Associations between categorical variables

This week’s lecture
• This week we change tack somewhat to look at dependent and independent categorical variables.
• Contingency tables, and ideas of perfect dependence and independence.
• Expected frequencies.
• Chi-squared tests.
• Measures of the strength of association between categorical variables.
• Odds ratios.
• Other measures of association.
• Reading: A & F chapter 8
Some definitions…
• Response variable: the variable about which comparisons are made. (a.k.a.

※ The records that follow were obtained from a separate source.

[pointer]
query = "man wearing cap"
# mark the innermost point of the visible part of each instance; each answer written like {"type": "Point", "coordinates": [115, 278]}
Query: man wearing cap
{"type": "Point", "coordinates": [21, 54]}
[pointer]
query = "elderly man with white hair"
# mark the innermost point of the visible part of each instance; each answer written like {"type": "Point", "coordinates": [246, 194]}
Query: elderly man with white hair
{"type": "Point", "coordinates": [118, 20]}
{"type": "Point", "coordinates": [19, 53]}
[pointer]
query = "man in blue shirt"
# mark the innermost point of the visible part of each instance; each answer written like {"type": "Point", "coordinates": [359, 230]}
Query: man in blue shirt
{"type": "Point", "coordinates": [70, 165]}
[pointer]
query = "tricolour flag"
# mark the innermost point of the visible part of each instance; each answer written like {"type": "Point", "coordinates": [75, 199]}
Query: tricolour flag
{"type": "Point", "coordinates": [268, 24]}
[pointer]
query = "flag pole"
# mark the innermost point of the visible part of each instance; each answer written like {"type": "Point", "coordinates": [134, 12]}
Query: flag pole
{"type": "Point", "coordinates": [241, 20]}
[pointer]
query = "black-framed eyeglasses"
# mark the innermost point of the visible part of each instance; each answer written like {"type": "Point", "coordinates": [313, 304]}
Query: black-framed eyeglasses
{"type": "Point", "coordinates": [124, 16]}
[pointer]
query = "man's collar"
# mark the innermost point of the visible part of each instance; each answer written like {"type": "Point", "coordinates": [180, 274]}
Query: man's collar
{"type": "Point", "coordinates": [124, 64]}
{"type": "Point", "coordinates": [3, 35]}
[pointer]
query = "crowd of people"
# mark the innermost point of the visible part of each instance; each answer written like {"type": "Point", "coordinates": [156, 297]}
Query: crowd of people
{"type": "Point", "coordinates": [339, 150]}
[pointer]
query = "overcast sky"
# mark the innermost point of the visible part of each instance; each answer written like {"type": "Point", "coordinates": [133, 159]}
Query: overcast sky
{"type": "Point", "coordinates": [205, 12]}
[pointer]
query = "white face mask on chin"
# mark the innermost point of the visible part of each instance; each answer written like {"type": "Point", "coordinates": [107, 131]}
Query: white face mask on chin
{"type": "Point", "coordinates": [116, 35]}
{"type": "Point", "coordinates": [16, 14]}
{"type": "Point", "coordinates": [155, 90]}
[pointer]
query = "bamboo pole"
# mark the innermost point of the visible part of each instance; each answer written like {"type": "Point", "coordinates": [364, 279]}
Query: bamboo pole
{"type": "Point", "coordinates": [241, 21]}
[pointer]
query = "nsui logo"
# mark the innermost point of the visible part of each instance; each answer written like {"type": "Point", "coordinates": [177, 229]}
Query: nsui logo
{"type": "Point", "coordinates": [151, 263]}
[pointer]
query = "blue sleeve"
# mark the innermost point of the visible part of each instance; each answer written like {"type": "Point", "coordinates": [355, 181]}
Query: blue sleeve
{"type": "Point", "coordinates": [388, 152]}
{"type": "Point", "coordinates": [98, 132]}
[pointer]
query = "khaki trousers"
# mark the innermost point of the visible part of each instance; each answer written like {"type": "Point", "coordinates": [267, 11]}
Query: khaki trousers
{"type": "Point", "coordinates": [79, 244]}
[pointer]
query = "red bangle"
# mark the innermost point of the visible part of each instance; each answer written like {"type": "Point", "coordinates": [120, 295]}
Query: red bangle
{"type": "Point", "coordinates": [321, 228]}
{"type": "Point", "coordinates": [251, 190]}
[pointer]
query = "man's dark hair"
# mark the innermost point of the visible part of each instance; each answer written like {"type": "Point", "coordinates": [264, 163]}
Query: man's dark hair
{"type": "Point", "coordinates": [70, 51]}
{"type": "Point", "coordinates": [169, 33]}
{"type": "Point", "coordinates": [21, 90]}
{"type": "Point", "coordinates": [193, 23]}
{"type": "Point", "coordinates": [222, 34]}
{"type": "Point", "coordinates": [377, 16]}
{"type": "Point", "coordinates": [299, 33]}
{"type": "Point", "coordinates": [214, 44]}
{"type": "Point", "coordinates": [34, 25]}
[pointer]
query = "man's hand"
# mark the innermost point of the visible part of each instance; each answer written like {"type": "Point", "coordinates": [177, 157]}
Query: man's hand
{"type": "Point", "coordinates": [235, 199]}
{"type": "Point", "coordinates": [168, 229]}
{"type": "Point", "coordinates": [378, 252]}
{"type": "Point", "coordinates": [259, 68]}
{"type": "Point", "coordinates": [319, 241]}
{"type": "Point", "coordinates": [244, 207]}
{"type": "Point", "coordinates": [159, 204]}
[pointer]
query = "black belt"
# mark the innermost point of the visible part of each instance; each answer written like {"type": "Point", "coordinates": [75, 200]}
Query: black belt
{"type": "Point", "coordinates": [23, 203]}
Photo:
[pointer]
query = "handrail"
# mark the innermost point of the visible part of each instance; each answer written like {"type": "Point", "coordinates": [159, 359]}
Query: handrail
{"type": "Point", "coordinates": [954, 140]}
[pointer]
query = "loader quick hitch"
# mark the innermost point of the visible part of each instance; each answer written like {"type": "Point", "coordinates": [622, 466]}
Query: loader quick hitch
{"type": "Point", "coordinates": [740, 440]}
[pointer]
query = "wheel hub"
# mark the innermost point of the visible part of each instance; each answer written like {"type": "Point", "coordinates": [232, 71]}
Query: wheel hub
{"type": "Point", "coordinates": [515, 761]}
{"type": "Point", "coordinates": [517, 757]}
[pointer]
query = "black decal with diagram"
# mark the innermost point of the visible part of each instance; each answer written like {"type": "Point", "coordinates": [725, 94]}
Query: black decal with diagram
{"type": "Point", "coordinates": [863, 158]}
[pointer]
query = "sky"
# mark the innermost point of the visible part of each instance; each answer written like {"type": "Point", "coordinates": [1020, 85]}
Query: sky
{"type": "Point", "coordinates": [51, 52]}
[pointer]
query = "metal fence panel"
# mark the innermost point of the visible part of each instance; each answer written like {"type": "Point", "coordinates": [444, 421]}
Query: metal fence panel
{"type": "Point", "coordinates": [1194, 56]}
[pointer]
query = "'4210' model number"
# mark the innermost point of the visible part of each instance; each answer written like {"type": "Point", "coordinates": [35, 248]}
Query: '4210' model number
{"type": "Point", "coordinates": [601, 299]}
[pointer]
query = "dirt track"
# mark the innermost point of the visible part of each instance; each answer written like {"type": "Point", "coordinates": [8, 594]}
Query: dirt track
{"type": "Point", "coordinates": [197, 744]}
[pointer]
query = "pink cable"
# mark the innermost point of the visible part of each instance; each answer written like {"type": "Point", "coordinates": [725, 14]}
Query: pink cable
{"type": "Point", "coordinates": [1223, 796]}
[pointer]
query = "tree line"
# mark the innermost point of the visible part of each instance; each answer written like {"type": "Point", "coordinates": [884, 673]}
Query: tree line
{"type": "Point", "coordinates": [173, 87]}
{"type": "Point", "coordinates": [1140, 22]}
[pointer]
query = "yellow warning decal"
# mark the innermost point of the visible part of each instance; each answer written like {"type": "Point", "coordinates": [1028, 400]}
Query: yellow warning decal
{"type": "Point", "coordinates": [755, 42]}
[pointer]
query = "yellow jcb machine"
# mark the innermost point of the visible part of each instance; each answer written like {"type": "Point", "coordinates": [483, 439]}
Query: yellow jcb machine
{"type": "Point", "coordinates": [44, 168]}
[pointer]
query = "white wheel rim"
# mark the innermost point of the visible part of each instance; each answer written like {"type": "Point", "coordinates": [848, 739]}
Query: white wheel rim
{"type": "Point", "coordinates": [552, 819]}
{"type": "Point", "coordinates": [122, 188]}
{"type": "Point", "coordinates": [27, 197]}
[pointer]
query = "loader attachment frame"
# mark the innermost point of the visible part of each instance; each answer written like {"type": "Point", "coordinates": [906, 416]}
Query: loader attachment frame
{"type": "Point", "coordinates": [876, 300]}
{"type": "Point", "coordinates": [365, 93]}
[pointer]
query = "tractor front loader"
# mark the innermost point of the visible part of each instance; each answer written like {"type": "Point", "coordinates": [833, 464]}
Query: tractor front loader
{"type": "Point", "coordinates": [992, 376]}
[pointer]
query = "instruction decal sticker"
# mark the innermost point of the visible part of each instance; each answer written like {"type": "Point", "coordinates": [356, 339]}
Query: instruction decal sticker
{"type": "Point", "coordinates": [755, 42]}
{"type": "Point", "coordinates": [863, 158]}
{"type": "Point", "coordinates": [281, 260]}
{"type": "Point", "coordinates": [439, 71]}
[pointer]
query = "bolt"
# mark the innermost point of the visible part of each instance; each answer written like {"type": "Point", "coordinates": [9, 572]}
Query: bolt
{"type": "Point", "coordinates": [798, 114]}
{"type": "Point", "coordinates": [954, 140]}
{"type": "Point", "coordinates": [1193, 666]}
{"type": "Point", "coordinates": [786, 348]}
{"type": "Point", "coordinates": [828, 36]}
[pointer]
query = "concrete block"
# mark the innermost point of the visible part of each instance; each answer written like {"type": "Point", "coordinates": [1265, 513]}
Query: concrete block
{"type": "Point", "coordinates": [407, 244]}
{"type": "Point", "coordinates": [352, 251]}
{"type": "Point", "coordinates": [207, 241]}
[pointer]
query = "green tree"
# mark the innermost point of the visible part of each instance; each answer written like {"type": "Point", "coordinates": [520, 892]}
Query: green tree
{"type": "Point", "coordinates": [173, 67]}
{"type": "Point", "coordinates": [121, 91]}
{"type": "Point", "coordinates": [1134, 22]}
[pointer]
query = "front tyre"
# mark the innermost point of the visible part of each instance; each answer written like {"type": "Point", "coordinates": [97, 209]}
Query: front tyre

Dependent)
• Explanatory variable: the variable that defines the groups across which the response variable is compared. (a.k.a Independent)
• Associations: two variables are associated if the distribution of the response variable changes in some way as the value of the explanatory variable changes.
• We’ve seen already this with differences of means/proportions.
Categorical Associations
• This week we’re going to look at categorical dependent (and independent) variables.
• If we have a categorical dependent variable (like social class, or vote choice) then our normal regression techniques don’t work.
• Easy to tabulate these data and ‘eyeball’ relationships, but how do we measure association more rigorously?
• We want to measure the independence of one variable from the other, and this is, to some extent, based on the simple tabulation.
Example for the day
• This week we’re interested in the drinking habits of patrons of my local bar, Aromas. We sample 105 people.
• In particular we’re interested in how men and women differ in what they normally drink.
• Our dependent variable is thus type of drink normally consumed. Aromashas a limited range of drinks, so there are only three categories: ale (Sweet Water IPA), lager and white wine spritzers.
• Our independent variable is sex.
Drinking at Aromas (1)
• We want to create a contingency table.
• This just displays the number of observations for each combination of outcomes over the categories of the variable.
• Note that each of our observations fall into only one row and column of this table.
• The categories are exhaustive and exclusive. Exhaustive as you can only be a men or a woman, and you can only drink ale, lager or WWSs. Exclusive as you cannot be both a man and a woman, and you never mix your drinks.
• We only use one independent variable here, next week we look at many independent variables.
Drinking at Aromas (2)
• Our contingency table has the dependent variable in the column and independent variable on the row.

Row marginals

Column marginals

Drinking at Aromas (3)
• To see how favoured drink depends on sex, convert to percentages within rows.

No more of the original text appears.